The Maguire clan history also tells us that the Maguires are related to the MacQuarrie family of Scotland, who come from an island near Mull.  This Scottish connection is not unusual, since many Scottish clans actually have Irish founders. The Mc Queen/McSweeny clan of Inishowen, Donegal are descended from Conn of the Hundred Battles, High King of Ireland, and the McKenzies (McKinneys) are descended from the Norman Fitzgeralds who were driven from Ireland into Scotland.

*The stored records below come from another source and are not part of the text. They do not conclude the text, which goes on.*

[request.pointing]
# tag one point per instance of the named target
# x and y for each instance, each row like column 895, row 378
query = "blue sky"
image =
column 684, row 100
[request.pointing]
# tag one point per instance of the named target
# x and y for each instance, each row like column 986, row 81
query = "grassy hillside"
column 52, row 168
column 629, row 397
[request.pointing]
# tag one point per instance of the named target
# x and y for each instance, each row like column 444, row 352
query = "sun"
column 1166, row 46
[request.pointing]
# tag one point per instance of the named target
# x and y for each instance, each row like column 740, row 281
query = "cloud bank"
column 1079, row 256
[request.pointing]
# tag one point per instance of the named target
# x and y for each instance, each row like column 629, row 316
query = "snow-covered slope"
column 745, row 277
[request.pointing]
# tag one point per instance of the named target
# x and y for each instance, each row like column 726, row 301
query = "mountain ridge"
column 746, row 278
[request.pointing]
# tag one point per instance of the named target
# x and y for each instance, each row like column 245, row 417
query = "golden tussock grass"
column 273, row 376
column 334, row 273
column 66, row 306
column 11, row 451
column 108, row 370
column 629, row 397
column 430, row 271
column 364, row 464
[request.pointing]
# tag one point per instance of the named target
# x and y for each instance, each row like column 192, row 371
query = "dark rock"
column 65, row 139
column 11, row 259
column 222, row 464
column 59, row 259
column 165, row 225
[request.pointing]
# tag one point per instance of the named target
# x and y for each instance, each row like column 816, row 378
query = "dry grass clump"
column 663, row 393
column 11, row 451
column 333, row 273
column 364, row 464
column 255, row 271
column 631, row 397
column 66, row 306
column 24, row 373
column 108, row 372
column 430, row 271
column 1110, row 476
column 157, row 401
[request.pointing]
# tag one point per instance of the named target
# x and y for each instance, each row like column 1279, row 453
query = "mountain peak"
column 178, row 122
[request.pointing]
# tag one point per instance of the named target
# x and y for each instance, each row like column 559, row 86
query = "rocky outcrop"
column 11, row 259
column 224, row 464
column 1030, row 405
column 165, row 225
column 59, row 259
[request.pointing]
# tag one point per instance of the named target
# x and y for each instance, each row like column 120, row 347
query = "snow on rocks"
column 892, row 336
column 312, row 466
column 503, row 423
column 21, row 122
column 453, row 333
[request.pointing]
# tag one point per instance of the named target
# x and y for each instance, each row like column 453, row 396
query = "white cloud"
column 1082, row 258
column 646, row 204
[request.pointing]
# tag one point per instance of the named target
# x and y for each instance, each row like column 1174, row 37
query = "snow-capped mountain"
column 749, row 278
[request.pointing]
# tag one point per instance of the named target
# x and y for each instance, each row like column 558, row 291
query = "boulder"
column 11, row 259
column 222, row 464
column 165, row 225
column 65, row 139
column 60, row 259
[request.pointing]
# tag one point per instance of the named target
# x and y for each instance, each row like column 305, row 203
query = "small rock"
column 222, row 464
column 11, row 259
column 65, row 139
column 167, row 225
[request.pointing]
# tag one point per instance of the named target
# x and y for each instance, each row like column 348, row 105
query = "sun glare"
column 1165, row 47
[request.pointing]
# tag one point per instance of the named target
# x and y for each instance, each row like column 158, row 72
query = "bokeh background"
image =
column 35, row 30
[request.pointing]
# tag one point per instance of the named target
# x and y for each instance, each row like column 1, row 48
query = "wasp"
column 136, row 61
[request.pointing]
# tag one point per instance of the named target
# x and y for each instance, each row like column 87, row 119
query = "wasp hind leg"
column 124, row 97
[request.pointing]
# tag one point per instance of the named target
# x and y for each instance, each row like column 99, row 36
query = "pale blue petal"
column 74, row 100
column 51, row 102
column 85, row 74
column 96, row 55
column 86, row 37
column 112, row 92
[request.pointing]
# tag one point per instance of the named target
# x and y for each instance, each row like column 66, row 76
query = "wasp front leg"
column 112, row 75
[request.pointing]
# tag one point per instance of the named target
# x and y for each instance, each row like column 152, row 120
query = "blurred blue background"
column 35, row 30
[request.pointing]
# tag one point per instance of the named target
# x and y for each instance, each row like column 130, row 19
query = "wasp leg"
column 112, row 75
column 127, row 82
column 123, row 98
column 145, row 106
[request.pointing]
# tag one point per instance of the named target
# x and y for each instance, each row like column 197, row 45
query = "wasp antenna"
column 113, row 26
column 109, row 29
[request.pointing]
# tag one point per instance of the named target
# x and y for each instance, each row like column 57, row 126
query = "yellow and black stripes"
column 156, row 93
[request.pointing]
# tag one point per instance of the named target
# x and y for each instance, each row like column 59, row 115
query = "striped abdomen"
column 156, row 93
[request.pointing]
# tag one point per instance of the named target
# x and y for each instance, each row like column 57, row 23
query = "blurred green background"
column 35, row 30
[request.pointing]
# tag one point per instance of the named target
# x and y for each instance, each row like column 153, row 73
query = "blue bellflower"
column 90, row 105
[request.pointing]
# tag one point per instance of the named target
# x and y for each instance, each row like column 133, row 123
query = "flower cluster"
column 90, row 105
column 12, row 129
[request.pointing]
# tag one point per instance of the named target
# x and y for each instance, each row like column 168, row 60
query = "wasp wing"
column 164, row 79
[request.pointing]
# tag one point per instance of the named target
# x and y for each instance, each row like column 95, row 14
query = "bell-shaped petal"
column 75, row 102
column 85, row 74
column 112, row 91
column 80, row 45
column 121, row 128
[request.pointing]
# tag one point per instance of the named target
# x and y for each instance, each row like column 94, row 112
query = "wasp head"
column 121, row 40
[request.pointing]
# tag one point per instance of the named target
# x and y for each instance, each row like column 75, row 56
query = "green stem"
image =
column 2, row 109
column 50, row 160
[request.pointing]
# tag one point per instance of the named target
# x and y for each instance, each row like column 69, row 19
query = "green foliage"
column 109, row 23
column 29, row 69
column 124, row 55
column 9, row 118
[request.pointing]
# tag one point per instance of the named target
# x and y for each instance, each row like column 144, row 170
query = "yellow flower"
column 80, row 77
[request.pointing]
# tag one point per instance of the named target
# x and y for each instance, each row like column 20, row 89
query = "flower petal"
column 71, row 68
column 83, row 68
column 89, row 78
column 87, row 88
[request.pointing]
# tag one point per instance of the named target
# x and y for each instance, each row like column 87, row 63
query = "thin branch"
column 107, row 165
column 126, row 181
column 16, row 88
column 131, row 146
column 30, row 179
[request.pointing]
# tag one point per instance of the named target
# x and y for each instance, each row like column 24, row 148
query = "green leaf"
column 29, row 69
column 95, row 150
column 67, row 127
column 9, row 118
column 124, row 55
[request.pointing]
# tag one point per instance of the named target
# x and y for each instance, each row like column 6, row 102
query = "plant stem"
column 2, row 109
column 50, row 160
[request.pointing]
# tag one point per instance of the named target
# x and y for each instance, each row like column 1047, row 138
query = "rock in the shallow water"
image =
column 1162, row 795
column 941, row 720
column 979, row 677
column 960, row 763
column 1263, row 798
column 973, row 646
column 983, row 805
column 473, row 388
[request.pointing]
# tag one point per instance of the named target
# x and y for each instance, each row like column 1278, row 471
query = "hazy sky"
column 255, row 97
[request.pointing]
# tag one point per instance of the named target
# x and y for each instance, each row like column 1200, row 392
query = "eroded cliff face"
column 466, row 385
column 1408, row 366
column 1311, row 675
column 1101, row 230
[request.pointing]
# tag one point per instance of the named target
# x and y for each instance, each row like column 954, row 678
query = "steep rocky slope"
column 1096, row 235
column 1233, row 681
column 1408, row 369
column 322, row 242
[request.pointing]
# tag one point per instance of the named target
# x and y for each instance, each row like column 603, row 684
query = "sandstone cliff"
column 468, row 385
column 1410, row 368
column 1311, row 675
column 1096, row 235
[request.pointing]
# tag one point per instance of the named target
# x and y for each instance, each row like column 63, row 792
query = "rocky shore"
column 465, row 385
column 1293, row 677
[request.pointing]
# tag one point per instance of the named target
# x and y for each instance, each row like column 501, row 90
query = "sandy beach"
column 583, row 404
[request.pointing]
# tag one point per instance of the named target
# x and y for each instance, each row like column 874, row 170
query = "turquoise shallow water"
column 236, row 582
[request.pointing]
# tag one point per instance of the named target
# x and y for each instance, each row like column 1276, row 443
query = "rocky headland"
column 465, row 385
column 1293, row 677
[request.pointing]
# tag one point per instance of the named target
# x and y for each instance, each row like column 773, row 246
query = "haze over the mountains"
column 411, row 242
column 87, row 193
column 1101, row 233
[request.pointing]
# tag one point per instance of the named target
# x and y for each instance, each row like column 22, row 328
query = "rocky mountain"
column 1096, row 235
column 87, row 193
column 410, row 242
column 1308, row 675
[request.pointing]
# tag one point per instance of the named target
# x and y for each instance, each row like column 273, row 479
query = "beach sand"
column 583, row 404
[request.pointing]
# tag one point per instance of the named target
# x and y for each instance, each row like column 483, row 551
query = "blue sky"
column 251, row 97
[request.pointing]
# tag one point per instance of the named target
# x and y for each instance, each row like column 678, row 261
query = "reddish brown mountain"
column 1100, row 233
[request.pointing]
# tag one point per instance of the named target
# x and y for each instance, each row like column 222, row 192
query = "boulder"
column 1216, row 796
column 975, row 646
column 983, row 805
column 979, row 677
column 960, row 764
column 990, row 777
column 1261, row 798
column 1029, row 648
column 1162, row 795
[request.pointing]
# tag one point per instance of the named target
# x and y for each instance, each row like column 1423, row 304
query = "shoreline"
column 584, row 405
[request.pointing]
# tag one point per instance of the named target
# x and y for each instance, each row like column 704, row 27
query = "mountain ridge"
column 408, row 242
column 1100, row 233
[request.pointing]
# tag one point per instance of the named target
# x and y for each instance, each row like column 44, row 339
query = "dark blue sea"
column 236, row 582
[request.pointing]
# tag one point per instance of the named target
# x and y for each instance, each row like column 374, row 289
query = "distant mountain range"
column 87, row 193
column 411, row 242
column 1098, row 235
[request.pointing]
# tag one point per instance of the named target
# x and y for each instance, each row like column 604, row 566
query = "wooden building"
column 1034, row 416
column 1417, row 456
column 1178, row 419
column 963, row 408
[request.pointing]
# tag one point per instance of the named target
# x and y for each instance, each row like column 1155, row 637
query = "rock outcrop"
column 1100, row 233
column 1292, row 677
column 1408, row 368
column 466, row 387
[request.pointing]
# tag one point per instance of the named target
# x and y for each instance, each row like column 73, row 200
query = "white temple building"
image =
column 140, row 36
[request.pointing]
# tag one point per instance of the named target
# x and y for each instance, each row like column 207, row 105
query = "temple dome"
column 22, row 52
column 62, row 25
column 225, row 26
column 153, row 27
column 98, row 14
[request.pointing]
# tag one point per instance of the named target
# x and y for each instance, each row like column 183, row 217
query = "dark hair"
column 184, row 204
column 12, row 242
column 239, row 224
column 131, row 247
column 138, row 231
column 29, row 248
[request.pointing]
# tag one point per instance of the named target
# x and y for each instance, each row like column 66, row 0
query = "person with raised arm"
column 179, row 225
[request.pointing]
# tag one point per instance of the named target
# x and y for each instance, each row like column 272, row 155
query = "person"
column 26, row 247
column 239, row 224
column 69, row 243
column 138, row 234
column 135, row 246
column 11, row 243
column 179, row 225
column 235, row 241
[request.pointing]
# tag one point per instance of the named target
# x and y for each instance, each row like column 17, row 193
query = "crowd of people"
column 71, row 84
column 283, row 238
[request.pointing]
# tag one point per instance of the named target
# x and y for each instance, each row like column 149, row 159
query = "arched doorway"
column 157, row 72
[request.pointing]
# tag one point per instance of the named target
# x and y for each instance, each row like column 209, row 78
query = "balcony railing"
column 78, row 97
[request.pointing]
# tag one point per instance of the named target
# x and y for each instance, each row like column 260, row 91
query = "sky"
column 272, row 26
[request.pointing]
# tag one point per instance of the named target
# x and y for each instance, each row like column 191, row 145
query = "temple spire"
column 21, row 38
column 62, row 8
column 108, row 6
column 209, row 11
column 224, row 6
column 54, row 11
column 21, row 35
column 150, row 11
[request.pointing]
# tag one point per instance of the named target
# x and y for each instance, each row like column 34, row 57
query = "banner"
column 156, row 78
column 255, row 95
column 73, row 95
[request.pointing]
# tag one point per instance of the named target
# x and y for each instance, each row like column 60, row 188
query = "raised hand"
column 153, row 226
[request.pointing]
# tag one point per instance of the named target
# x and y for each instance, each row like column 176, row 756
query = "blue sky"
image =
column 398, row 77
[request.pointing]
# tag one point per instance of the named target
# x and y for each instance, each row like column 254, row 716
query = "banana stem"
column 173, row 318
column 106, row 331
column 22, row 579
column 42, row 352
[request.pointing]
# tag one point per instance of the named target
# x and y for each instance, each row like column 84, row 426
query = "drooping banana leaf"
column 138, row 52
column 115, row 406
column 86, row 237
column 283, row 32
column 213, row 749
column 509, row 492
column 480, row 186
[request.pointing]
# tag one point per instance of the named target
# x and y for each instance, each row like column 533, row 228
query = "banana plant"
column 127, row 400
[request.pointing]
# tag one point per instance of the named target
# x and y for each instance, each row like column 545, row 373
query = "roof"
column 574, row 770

Indeed, the Buchananns, whom you reference as a DNA match, are descendants of Anselan Buey Ocahan, son of the King of Ulster, who fled Ireland in 1016 and emigrated to Argyll in Western Scotland.
Bottom line: the Scottish names on your list of DNA connections may well have similar Irish bloodlines.  Some of the O’Neills disguised their names as Johnston after the English strongly urged the Gaels to anglicize their names.
Names like McMahon, McManus, McAuley, McDonald, Burns and Donohoe all appear to belong to the Kingdom of Airghialla, a loosely connected group of families which came to share the same geographical location.
Historically, the Insurrection of 1641 was led by the Maguire family.  As you and I know, Trinity College has a website which records the actual testimony of the English and Scottish settlers who described the atrocities committed against them by the Irish rebels.  In Fermanagh and elsewhere, Rory Maguire, son of Sir Conor Maguire of the senior branch of the Maguires, was considered the Captain of the Irish rebels.  I no longer have access to the Clogher Record, but I think I remember reading that Rory had married the widow of a prominent Fermanagh English undertaker, and had moved into her estate in, or near, the Barony of Lurg, Fermanagh.
We both know the1641 Deposition, which we previously discussed, stated that Capt Rory Maguire, Hugh mc Adeganny (the priest), Donagh oge, Brian Carragh, Redmond Maguire, and Pat and Cahill McChoen  all took part in a massacre at Magheraculmoney in Lurg.
In the 1642 Deposition of Alice Champyn, in the Barony of Clankelly, in the Manor of Castle Coole, she names Don Carragh Maguyre, gent, Edmund Carragh Maguyre of Annaharde, and Redmond McOwin Maguyre gent of Fermanagh as murderers of her husband.  Members of the Maguire family who survived execution by the English, were on the run and had good reason to drop their surname and assume the Christian name of an ancestor as their surname – perhaps becoming McCown.
In the Fermanagh Census 1669 for Lurg, we find: Edmund McCone (Culmaine) and Cuchonagh O’Kohan (Cluncagh).  Later, we find John McCone of Collcan as a 1788 poll elector, as well as McKown in Aghalucher, and McCown in Galoon.  There are also McCoens listed in Fermanagh in 1659.
Without further specific information, you’ll have to be content with the remarkable information which you have collected at this point in your journey.  You are a Maguire of the main royal line.  That’s quite an accomplishment!